Early Tuesday morning, two Palestinians attacked a Jerusalem synagogue during morning prayers killing four rabbis and a policeman. The attackers left behind bibles and prayer shawls soaked in Jewish blood. The victims left behind 25 fatherless children.

According to the terrorists’ relatives, they attacked the synagogue to protest Israel’s recent provocations on the Temple Mount. Yet like so much in this conflict, the claims of Israeli aggression collapse upon the gentlest touch of the investigator’s glove. The only thing Israel is doing on the Temple Mount is exercising surprising restraint.

When the Muslims conquered Jerusalem in the seventh century they built a mosque (as is their custom) on the very spot the vanquished had held sacred. This is why the plateau where the First and Second Temples once stood – the holiest site in Judaism – is now the very place where the Al Aqsa Mosque and the Dome of the Rock stand today.

When the Israelis liberated the Temple Mount in 1967, they resisted calls to destroy the mosques and rebuild the Temple. In deference to Muslim sensibilities, Israel has allowed a Muslim Authority – the Waqf – to continue governing the Temple Mount. And in deference to Muslim demands every Israeli government since has forbidden Jews from praying at the Temple Mount. As recently as this week, Prime Minister Netanyahu has reiterated that he will not alter the status quo at the site by permitting Jews to pray there.

But facts rarely govern the actions of mobs or evil men. Extremists have spread the word that the Temple Mount is being threatened. And so-called moderates have provided confirmation. President Mahmoud Abbas of the Palestinian Authority has called on Palestinians to protect the Temple Mount and has warned of a “holy war” if it is “contaminated” by Jews.

Those unsettled by this disconnect between reality and murderous motive may be tempted to substitute their own grievances for those of the killers. They will insist that this violence was really the result of Israeli apartment construction in Jerusalem or Israeli self-defense in Gaza. To those who try to overthink these murders, history offers a profound rebuttal.
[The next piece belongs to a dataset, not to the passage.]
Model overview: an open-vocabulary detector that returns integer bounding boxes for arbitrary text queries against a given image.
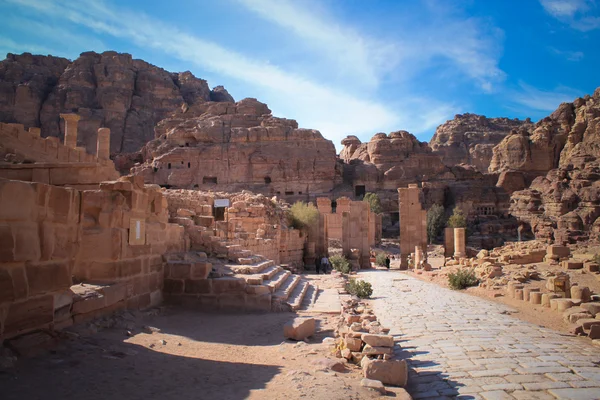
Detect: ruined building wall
[0,178,186,340]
During the centuries they ruled Jerusalem, the Muslim Ottomans never permitted Jewish worship on the Temple Mount. In fact, they even restricted Jewish worship at the Western Wall – that small portion of the Temple Mount retaining wall where Jews were permitted to pray. In particular, Jews were not permitted to make any physical changes – even temporary ones – to the area allotted for their worship.

When the British conquered Jerusalem in 1918, they decided to maintain this discriminatory status quo. But as Jerusalem’s Jewish majority grew, its Jews grew increasingly resentful of these restrictions. On September 23, 1928 – the eve of Yom Kippur – a group of Jews gathered at the Western Wall for prayer. Some brought a makeshift partition made of wooden frames covered with cloth to separate between the male and female worshippers as required by Jewish law. Nearby Muslim officials were quick to notice the partition and to demand that it be removed. The British police did so the following day.
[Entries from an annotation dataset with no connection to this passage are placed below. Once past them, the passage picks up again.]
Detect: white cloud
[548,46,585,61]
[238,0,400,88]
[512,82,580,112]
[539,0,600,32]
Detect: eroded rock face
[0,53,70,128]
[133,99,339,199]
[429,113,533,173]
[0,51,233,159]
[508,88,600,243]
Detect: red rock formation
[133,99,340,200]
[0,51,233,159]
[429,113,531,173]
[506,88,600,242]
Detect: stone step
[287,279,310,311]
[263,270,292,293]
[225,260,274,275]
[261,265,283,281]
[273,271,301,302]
That was it. The Jews had mounted a minor challenge to the status quo, and they had failed. Yet the leader of Palestine’s Arabs at that time – Haj Amin al Husseini – was not satisfied with this victory. He accused the Jews of “unlimited greedy ambitions” against Islam’s holy sites and warned that they intended to destroy the Temple Mount mosques and rebuild the Temple. Tragically, the only greedy ambitions on display were Husseini’s ambitions to rid Palestine of its Jews.

Throughout the year that followed, Husseini used this imaginary threat to raise his profile abroad and his power at home. On August 23, 1929, this steady drumbeat of incitement finally boiled over into violence. After morning prayers on the Temple Mount, thousands of Arabs poured out of the mosques and began attacking Jews in Jerusalem’s Old City.

The riots quickly spread to other Jewish neighborhoods in Jerusalem and beyond. For a terrible blood-drenched week, Arabs attacked the ancient Jewish communities in Jerusalem, Hebron, Safed and beyond. By the time the 1929 pogrom was over, Palestinian Arabs had murdered 133 Jews and injured an additional 339. As Britain’s Peel Commission would later note, “There was little retaliation by the Jews.”

There are aspects of Israel’s conflict with her Arab neighbors that are driven by real grievance. There are moderates on both sides who would sacrifice cherished land and sacred dreams for peace and coexistence. But there is another element to this conflict, and it has been there from the very start: unadulterated hate.

The Christians being crucified, beheaded and murdered by Muslim extremists throughout the Middle East are now falling to the same evil which claimed the victims of 1929 and the four rabbis this week. We may dream of empowering the moderates. But we’d be wise to remember that these moderates sometimes empower those with starkly different dreams.